The National Cancer Institute of the National Institutes for Health, which drew criticism for altering a fact sheet last fall on the so-called link between abortion and breast cancer, posted a revised fact sheet on Friday concluding that abortion does not increase a woman’s risk of breast cancer. That conclusion was reached after a three-day NCI conference last month, where over 100 of the world’s leading breast cancer experts confidently announced that the strongest statistical evidence shows no link between abortion and breast cancer.
This finding foils the latest attempt by the Bush Administration and its anti-abortion supporters to impose a conservative ideology on the evidence-based scientific and medical community. Last fall, NCI modified a fact sheet that had previously stated that scientific evidence overwhelmingly denied the link between abortion and breast cancer; the revised fact sheet called the data “inconsistent.”
“While I’m pleased that the new NCI fact sheet is consistent again with the strongest statistical evidence in stating that abortion does not increase the risk of breast cancer, it’s interesting to note that this fact sheet’s wording is significantly watered down compared to the 1996 fact sheet,” said Beth Jordan, MD, medical director of the Feminist Majority Foundation.
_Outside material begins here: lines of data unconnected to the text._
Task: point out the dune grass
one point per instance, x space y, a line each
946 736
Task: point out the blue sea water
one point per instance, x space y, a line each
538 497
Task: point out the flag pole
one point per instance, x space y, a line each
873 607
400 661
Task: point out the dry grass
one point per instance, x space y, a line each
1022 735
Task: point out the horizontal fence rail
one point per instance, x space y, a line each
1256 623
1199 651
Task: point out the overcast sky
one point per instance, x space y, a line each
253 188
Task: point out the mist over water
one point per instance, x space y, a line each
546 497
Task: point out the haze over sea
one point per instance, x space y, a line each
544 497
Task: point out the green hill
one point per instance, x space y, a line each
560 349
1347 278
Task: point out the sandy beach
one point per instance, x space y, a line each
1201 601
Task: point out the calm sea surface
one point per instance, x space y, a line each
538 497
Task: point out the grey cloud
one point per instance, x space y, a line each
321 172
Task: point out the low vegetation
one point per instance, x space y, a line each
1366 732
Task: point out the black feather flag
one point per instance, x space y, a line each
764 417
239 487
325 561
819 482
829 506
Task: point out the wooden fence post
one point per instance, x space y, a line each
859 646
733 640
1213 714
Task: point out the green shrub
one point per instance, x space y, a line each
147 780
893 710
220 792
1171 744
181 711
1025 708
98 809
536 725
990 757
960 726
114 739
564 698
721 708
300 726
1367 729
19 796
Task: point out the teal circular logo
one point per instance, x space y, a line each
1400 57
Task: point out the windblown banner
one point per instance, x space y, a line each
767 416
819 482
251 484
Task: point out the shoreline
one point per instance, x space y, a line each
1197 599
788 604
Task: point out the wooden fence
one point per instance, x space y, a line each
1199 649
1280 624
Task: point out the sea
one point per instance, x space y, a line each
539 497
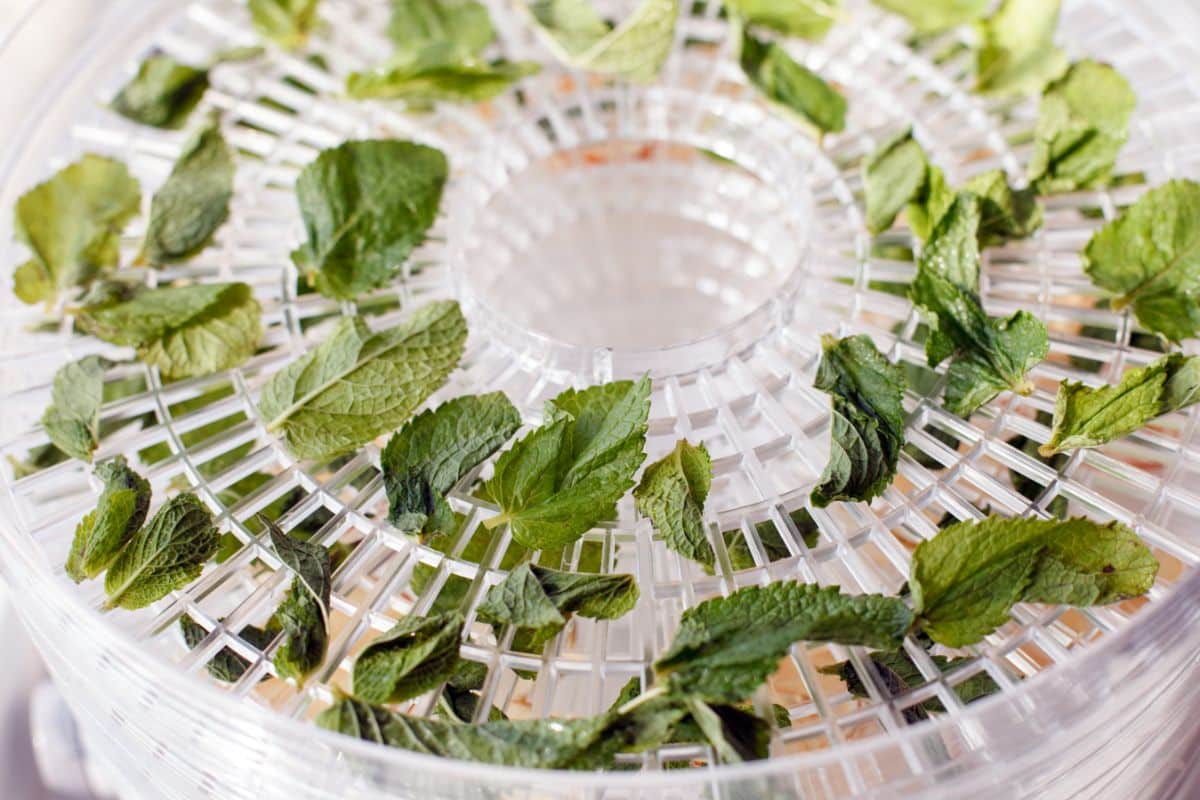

The 1996 NCI fact sheet stated in its opening sentences, “A public information campaign is currently stating that women who have had an induced abortion are more likely to develop breast cancer and suffer a deadlier form of the disease. In fact, these statements misrepresent the information in the scientific literature.”
“The current NCI fact sheet benefits from the landmark Danish study disproving the link as well as the review of 100 of the world’s leading researchers studying pregnancy and breast cancer risk. One would have hoped for the language of the new fact sheet to reflect these findings and be even stronger than the 1996 fact sheet, but politics are clearly still influencing science at the world’s leading scientific research center,” said Dr. Jordan. “Let’s hope that the Bush administration will finally put this issue to rest and go on with the important business of conducting research truly designed to make an impact in improving women’s health.”